FIGURE 10. — **FXXLF and F-box related sequences in AR, MAGE-11, TIF2, Skp1, and Skp2.** A, FXXLF-like motifs include AR-(15–36) FXXLF motif ²³FQNLF²⁷ that mediates the androgen-dependent AR N/C interaction with AF2 (6) and interaction with MAGE-11 (7). MAGE-11-(252–273) FXXIF motif ²⁶⁰FPEIF²⁶⁴ interacts with the AD1 region of TIF2. TIF2-(325–346) FXXIY motif ³³³FSQIY³³⁷ function is unknown. Skp1-(93–114) FXXIL motif ¹⁰¹FELIL¹⁰⁵ is in a region that interacts with the Skp2 F-box (43). Acidic and basic residues (*blue*) flank the FXXLF-like motifs (*red*). B, F-box related sequences have predicted α-helical structure and relatively conserved spacing of two acidic residues (*blue*) and multiple hydrophobic residues (*red*). F-box-like sequences similar to the cyclin F F-box-(35–73) include MAGE-11 F-box-(329–369) that interacts with the AR FXXLF motif, Skp2 F-box-(99–139) that interacts with a region that contains the Skp1 FXXIL motif (43), and TIF2 AD1 F-box-(1073–1112) that interacts with the MAGE-11 FXXIF motif.

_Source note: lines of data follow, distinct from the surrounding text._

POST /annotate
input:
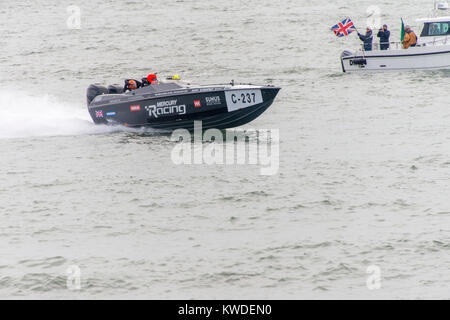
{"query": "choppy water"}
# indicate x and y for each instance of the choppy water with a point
(364, 159)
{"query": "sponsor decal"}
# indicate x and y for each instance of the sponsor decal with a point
(213, 101)
(166, 108)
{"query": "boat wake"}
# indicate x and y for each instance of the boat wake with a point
(24, 115)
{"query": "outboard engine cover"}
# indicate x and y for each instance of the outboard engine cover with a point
(115, 89)
(95, 90)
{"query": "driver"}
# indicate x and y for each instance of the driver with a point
(131, 85)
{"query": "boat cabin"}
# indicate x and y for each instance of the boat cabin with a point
(435, 27)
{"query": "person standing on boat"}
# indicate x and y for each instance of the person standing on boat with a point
(384, 34)
(367, 39)
(410, 39)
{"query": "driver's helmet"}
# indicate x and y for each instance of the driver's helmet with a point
(132, 85)
(152, 78)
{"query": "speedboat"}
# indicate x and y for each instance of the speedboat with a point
(174, 104)
(432, 51)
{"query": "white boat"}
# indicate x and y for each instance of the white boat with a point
(432, 51)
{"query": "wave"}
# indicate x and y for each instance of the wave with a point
(25, 115)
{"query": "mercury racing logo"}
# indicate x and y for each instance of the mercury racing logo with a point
(164, 108)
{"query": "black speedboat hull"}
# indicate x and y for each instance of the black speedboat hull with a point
(179, 107)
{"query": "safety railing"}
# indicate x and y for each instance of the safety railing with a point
(399, 45)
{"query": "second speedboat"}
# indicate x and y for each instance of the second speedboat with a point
(431, 53)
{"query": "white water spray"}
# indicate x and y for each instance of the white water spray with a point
(23, 115)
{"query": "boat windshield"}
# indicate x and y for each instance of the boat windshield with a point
(433, 29)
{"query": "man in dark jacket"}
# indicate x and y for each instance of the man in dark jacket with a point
(367, 39)
(384, 34)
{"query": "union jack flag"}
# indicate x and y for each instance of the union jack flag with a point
(344, 28)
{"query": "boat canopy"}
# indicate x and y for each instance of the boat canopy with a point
(435, 27)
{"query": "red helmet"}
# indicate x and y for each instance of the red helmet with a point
(132, 85)
(152, 78)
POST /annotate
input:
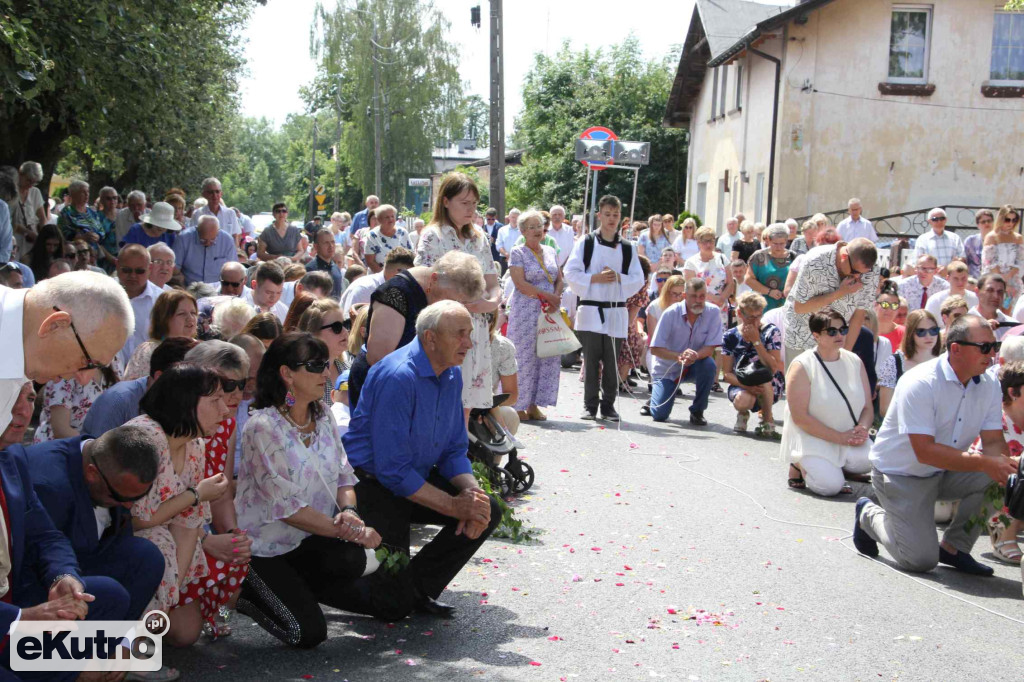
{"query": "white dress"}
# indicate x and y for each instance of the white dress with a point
(434, 243)
(826, 406)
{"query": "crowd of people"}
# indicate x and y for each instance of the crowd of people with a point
(232, 419)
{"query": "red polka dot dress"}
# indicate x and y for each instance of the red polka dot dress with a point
(214, 590)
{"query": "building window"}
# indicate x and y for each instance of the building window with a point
(759, 198)
(1008, 48)
(714, 93)
(908, 43)
(739, 88)
(725, 88)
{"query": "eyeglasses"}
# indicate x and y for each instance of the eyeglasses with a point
(985, 347)
(313, 367)
(231, 385)
(339, 327)
(89, 363)
(117, 497)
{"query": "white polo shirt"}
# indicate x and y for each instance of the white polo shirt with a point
(930, 400)
(12, 358)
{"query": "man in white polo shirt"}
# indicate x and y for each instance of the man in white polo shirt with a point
(920, 457)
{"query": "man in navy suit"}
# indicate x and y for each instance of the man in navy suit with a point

Interaction between MAGE-11 and the AD1 region of TIF2 was indicated by the coimmunoprecipitation of HA-MAGE-(112–429) with FLAG-TIF2.8-(1011–1179) (Fig. 11A, top panel, lane 2). Coimmunoprecipitation of TIF2-AD1 and MAGE-11 was not eliminated by single F260A and F264A mutations in the ²⁶⁰FPEIF²⁶⁴ region of HA-MAGE-(112–429) (Fig. 11A, lanes 3 and 4) or HA-MAGE-(112–276) (data not shown). However, the MAGE-11-dependent increase in GAL-TIF2.1-(624–1287), and the increase in GAL-TIF2-(624–1179)-m123 activity, was inhibited by the F260A or F264A mutations in MAGE-11 (Fig. 11B). These same mutations also inhibited the TIF2-dependent increase in AR (Fig. 11C) and ARΔ120–472 transcriptional activity (Fig. 11D). In mammalian two-hybrid assays, interaction between GAL-MAGE-(251–272), a short fusion peptide that contains the MAGE-11 FXXIF motif, and VP-TIF2.1-(624–1287), but not VP-TIF2.2-(1288–1464) (Fig. 11E), provided evidence that the MAGE-11 FXXIF motif mediates an interaction with TIF2.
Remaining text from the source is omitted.